Once construction resumed on the project in July 2005, the Board made plans to sell the final $12 million of bonds in late 2005. The issue was to be for a ten-year period and was to have an annual debt service of $1.5 million. The legislation that gave the City-County Council authority over the Library’s operating budget did not give them authority over the debt service portion of the budget.
The City-County Council, however, adopted property tax rates that in effect require the Library to take the $1.5 million increase needed for the bonds out of the Capitol Projects Fund, so that the combined over-all rate would remain the same. This caused the short-term capital projects that can not be postponed to be switched back to the operating budget. The overall effect is to cause the operating budget of the Library to be short an additional $1.5 million. Once again, had the Library been imprudent and sold the bonds in 2004 before they were needed, the increase would have occurred before the City-County Council had the authority to say “no.”
So where does this leave the Library?
First, we need to issue the bonds to complete the Central Library expansion and renovation project. This will allow us to serve the public’s growing and more technologically sophisticated informational needs while gaining efficiency from adding the expanded Central as the hub of our system.

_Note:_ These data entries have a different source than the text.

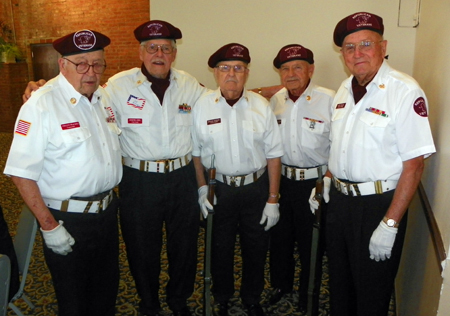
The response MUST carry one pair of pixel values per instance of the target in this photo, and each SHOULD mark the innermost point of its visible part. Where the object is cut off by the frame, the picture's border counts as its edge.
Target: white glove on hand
(381, 242)
(313, 203)
(271, 214)
(58, 239)
(203, 200)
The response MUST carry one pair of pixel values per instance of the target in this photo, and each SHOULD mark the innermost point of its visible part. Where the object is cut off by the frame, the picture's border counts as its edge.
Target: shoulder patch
(420, 107)
(23, 127)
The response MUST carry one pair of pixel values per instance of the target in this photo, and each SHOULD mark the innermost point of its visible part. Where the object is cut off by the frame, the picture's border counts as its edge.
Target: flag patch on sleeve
(23, 127)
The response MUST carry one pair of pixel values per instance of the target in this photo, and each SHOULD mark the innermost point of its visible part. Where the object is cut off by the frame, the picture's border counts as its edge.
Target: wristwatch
(390, 222)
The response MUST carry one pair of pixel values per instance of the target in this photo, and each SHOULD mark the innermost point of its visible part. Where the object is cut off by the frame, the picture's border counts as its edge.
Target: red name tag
(214, 121)
(70, 125)
(134, 121)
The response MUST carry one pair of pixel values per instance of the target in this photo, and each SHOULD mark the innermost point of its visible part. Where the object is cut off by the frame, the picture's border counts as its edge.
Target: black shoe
(221, 309)
(182, 312)
(152, 313)
(302, 306)
(275, 296)
(254, 310)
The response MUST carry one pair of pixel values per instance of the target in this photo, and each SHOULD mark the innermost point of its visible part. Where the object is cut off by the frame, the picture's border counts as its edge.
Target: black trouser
(239, 211)
(147, 202)
(295, 225)
(7, 248)
(86, 280)
(359, 285)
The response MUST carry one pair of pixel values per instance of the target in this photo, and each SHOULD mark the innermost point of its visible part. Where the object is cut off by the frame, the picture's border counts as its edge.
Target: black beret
(156, 29)
(356, 22)
(83, 41)
(232, 51)
(293, 52)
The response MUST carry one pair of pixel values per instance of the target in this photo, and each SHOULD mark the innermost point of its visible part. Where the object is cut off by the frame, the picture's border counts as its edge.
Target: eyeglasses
(236, 68)
(363, 46)
(153, 48)
(83, 67)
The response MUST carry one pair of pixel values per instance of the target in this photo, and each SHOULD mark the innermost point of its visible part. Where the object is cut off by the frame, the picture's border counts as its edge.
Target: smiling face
(157, 64)
(364, 65)
(86, 84)
(231, 83)
(295, 76)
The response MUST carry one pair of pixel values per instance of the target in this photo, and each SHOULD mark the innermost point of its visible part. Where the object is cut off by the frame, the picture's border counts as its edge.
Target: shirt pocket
(77, 144)
(374, 120)
(214, 135)
(115, 133)
(312, 133)
(253, 134)
(374, 129)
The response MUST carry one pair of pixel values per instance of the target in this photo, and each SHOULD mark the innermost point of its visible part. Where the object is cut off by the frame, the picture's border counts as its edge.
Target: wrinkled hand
(58, 239)
(381, 242)
(271, 214)
(203, 200)
(313, 203)
(31, 87)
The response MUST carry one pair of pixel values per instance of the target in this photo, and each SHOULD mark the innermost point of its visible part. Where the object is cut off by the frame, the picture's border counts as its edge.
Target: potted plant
(8, 50)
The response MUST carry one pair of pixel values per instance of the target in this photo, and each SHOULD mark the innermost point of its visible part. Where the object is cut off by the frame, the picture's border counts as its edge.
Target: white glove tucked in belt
(58, 239)
(313, 203)
(203, 200)
(271, 214)
(381, 242)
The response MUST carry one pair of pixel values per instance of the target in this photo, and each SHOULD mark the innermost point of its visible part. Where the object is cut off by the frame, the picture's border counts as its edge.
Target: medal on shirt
(312, 122)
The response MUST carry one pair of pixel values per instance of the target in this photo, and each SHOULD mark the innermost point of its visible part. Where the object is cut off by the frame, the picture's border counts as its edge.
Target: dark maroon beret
(83, 41)
(356, 22)
(293, 52)
(232, 51)
(156, 29)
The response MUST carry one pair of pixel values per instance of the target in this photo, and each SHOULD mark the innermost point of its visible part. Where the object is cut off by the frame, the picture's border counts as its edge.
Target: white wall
(264, 26)
(431, 69)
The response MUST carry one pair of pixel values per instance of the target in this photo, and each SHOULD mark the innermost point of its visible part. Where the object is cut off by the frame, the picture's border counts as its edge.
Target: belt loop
(293, 173)
(64, 206)
(355, 186)
(88, 207)
(100, 206)
(349, 189)
(378, 187)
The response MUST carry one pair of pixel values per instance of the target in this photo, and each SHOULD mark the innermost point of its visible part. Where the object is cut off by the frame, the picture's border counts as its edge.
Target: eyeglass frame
(360, 46)
(159, 47)
(222, 66)
(89, 66)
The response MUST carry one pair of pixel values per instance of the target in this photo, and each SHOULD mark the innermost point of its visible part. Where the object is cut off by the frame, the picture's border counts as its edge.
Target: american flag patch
(23, 127)
(136, 102)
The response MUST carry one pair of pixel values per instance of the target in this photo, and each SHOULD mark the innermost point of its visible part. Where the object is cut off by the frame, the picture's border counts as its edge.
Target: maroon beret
(293, 52)
(356, 22)
(156, 29)
(232, 51)
(83, 41)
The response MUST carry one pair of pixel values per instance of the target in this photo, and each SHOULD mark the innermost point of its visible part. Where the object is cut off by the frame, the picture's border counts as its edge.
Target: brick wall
(42, 21)
(14, 78)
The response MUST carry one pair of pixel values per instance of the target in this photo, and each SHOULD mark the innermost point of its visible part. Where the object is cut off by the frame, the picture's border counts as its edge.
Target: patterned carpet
(39, 286)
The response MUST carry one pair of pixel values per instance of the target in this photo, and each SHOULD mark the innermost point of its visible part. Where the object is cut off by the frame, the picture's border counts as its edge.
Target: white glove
(313, 203)
(271, 214)
(381, 242)
(58, 239)
(203, 200)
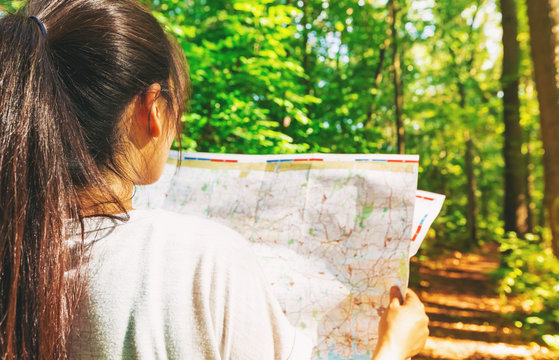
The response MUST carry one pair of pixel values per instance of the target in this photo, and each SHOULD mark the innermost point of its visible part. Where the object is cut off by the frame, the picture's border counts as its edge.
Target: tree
(543, 15)
(397, 77)
(515, 207)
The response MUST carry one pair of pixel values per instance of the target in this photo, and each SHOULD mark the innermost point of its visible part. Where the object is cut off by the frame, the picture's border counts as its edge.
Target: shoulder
(177, 232)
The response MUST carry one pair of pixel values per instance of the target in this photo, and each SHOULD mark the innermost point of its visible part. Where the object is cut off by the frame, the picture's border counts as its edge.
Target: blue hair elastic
(41, 25)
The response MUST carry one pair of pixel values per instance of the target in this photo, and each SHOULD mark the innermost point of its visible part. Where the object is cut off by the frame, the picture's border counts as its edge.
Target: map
(333, 232)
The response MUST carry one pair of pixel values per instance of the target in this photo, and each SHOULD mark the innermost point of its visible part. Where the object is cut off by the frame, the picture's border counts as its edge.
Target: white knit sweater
(170, 286)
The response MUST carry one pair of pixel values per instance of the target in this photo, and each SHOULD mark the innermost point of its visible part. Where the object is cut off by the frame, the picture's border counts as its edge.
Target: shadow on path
(466, 315)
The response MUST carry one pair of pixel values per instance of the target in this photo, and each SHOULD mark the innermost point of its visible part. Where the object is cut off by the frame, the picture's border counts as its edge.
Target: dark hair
(62, 99)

At the same time we need to work out a solution to the operating budget shortfall -- a shortfall created by the state’s legislation and the City-County Council’s recent decision. If no action is taken, in addition to the $1 million shortfall in the 2006 operating budget, we estimate there will be a $3.3 million shortfall in the 2007 budget and in 2008 (the first full year of operating Central) we estimate the shortage will be $6.3 million. The estimated percent shortfall for these three years is 2 percent in 2006, 9 percent in 2007, and 14 percent in 2008. Clearly, the Library cannot continue at its present pace.

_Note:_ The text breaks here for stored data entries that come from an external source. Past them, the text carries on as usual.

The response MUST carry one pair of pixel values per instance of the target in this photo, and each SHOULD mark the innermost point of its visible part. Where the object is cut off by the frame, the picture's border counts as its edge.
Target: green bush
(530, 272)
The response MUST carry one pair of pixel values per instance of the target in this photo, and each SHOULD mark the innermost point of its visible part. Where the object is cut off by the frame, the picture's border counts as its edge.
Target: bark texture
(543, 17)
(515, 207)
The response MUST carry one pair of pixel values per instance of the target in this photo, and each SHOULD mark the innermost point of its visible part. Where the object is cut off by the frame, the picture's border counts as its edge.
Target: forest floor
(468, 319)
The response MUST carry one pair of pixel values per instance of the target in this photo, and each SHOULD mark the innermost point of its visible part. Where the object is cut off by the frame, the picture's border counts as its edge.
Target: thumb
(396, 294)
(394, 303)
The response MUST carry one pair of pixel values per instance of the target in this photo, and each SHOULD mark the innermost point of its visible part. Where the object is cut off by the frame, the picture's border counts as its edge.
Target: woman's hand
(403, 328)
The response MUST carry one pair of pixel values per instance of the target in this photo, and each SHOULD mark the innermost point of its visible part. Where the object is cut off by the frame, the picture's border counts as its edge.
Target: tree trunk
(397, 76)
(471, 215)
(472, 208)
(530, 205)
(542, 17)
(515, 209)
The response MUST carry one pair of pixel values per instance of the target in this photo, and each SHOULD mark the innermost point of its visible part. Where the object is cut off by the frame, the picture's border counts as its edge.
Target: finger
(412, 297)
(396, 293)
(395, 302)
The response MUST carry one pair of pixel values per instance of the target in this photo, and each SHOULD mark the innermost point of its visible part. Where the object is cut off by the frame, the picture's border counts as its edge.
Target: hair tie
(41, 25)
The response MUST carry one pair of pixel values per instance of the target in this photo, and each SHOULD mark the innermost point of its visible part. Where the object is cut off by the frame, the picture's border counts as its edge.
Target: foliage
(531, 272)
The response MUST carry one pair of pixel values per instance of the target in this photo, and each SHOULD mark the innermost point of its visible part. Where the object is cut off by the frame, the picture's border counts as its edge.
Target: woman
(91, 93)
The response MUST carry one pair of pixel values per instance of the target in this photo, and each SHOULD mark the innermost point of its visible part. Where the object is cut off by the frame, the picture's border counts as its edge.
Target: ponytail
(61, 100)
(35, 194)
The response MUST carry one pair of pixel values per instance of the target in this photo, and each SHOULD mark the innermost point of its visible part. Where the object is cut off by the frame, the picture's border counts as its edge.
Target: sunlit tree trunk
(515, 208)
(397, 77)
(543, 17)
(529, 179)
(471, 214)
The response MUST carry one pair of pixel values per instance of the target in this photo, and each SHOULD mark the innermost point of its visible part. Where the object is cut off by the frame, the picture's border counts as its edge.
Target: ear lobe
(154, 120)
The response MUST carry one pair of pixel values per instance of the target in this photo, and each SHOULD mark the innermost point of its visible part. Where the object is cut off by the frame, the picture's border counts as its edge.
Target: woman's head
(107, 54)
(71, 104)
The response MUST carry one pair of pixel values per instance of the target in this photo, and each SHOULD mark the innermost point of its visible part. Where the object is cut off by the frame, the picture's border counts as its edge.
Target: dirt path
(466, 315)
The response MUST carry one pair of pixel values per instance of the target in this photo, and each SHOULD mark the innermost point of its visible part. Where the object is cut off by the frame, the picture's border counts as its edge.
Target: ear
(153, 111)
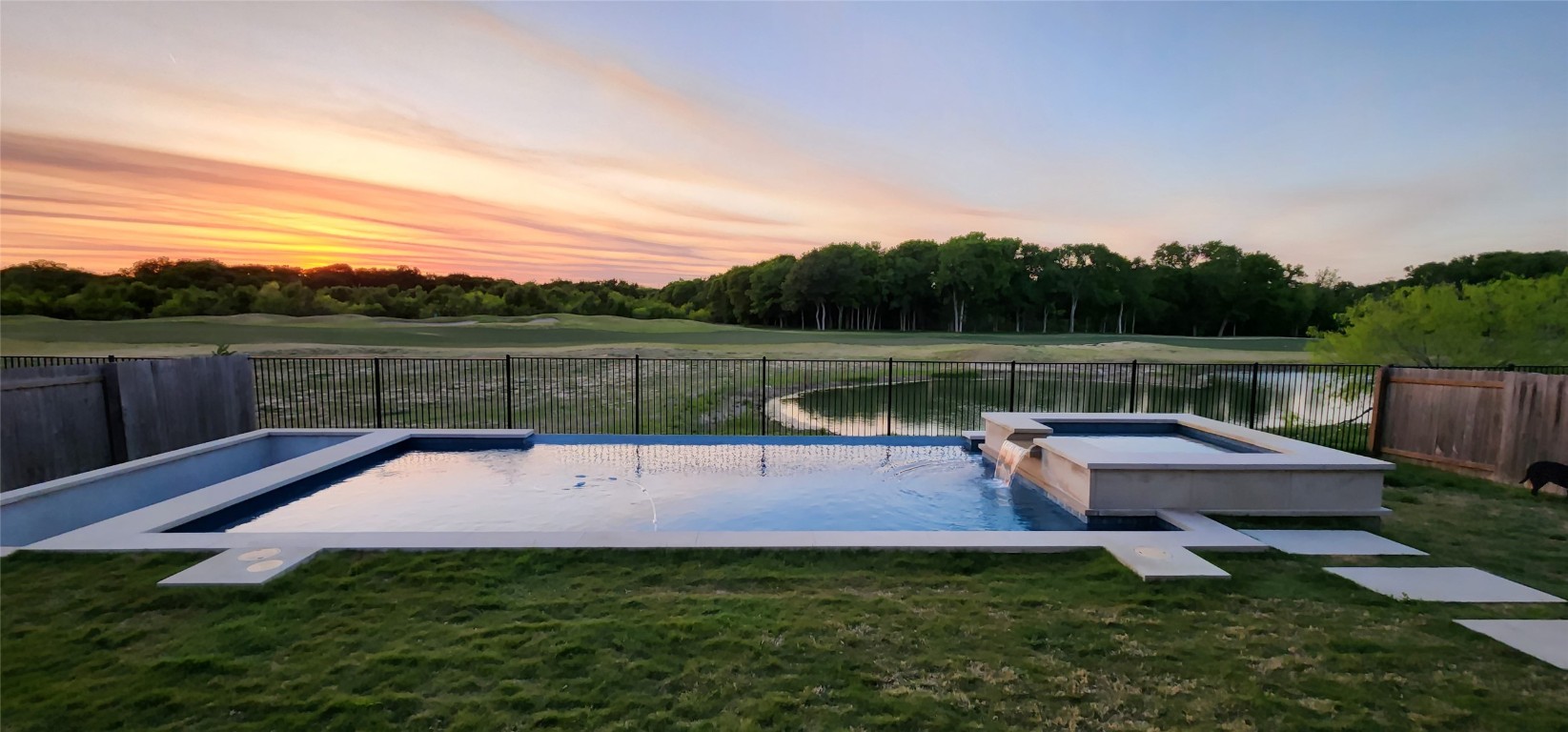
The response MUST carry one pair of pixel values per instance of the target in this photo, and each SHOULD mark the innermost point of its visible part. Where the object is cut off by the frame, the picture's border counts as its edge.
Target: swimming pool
(557, 483)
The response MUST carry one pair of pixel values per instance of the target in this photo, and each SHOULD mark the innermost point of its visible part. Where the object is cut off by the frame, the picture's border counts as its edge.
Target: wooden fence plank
(70, 418)
(1473, 422)
(1458, 383)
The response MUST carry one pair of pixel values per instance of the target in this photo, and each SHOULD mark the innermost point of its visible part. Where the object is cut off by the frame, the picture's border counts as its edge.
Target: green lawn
(579, 335)
(794, 640)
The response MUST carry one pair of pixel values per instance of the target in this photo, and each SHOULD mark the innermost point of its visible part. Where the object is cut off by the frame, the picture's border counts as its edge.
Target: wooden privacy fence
(1475, 422)
(68, 418)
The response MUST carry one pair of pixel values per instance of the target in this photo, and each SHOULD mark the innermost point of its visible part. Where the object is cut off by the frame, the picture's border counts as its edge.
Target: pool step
(240, 566)
(1164, 561)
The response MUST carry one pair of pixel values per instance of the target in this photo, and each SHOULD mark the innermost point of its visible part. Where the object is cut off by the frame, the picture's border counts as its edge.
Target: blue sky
(663, 140)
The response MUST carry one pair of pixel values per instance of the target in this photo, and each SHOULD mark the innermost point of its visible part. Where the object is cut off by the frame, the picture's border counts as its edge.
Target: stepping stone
(1332, 542)
(240, 566)
(1166, 563)
(1545, 640)
(1441, 585)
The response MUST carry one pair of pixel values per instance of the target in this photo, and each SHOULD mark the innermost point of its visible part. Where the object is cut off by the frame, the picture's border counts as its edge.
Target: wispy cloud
(496, 140)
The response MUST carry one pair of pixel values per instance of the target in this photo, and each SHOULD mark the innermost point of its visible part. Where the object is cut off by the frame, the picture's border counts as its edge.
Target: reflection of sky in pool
(643, 488)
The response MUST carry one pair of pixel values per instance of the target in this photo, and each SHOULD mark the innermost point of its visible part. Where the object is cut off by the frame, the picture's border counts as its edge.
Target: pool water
(654, 488)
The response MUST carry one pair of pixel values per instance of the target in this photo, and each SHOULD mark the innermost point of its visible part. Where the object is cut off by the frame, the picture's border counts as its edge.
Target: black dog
(1543, 472)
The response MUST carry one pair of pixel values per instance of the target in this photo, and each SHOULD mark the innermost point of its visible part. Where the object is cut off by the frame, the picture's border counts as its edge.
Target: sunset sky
(658, 141)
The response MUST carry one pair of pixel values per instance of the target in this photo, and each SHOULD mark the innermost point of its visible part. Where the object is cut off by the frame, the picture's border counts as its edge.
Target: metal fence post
(508, 392)
(889, 396)
(1011, 386)
(1252, 406)
(377, 369)
(1132, 389)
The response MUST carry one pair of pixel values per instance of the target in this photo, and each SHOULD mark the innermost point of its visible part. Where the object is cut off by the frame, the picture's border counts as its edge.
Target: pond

Couldn’t the Library operate more efficiently?
No doubt, every organization could operate more efficiently. However, IMCPL is already one of the most efficiently run library systems in the United States. Based on 2004 data from the Public Library Association, IMCPL is the sixth most efficient among the fifty largest library systems in the nation. In this comparison, efficiency was measured by dividing each library system’s total operating budget by its total circulation.

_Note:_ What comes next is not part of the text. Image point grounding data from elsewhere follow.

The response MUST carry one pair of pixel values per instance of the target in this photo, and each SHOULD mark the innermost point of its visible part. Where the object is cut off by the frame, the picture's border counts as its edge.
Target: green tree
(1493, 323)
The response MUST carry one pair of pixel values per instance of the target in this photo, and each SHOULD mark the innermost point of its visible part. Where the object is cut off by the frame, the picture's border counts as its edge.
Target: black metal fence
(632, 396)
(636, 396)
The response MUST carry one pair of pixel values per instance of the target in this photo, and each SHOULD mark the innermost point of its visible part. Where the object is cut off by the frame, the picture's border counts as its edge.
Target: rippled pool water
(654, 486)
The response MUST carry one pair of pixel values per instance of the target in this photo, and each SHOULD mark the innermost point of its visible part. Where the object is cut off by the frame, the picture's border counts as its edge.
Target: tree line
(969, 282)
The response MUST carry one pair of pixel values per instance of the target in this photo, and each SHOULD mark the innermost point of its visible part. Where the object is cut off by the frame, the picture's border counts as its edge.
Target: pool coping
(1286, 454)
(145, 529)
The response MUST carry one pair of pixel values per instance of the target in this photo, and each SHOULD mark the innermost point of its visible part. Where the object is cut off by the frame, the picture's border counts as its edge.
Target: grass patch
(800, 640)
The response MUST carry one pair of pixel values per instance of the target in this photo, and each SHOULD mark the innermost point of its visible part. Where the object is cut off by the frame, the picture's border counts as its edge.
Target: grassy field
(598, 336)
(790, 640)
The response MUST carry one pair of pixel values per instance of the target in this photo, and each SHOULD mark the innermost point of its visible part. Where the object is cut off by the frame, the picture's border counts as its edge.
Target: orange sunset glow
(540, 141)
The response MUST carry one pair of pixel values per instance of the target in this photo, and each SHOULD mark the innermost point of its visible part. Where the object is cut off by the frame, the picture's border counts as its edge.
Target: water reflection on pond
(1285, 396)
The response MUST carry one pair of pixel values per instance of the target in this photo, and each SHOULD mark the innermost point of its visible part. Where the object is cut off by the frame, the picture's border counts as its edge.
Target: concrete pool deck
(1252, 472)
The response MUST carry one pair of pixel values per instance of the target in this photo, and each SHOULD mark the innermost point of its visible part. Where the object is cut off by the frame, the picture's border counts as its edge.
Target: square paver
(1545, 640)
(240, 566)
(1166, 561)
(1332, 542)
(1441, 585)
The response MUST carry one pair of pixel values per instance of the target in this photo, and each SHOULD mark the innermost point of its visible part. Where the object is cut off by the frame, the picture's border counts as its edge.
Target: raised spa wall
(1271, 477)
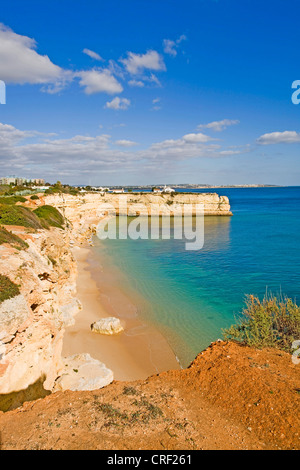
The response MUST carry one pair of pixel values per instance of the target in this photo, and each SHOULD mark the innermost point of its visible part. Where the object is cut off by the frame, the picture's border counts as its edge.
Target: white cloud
(137, 63)
(81, 157)
(219, 126)
(92, 54)
(125, 143)
(20, 63)
(171, 47)
(196, 138)
(287, 137)
(118, 103)
(136, 83)
(99, 81)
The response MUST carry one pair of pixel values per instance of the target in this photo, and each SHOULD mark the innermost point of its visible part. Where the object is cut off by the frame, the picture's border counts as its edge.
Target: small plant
(12, 200)
(18, 215)
(271, 323)
(11, 239)
(49, 215)
(129, 391)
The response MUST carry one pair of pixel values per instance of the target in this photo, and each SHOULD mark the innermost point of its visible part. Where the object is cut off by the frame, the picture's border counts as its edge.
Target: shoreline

What was impressive about this efficiency comparison was that it came in a year when IMCPL’s circulation was down due to the Central construction project which forces patrons to use the Interim Central facility. In 2005 IMCPL had a total circulation of 12.2 million items. In the last full year at old Central our circulation was more than 13 million. Our numbers and rankings will improve even further once the new expanded Central reopens in 2007.
The nationally recognized Hennin Ratings, recently released its 2005 library system rankings. Among library systems with a population of more than 500,000, IMCPL ranked sixth in the nation. We have consistently ranked in that ranking’s top ten over the years. There are 76 library systems in our category.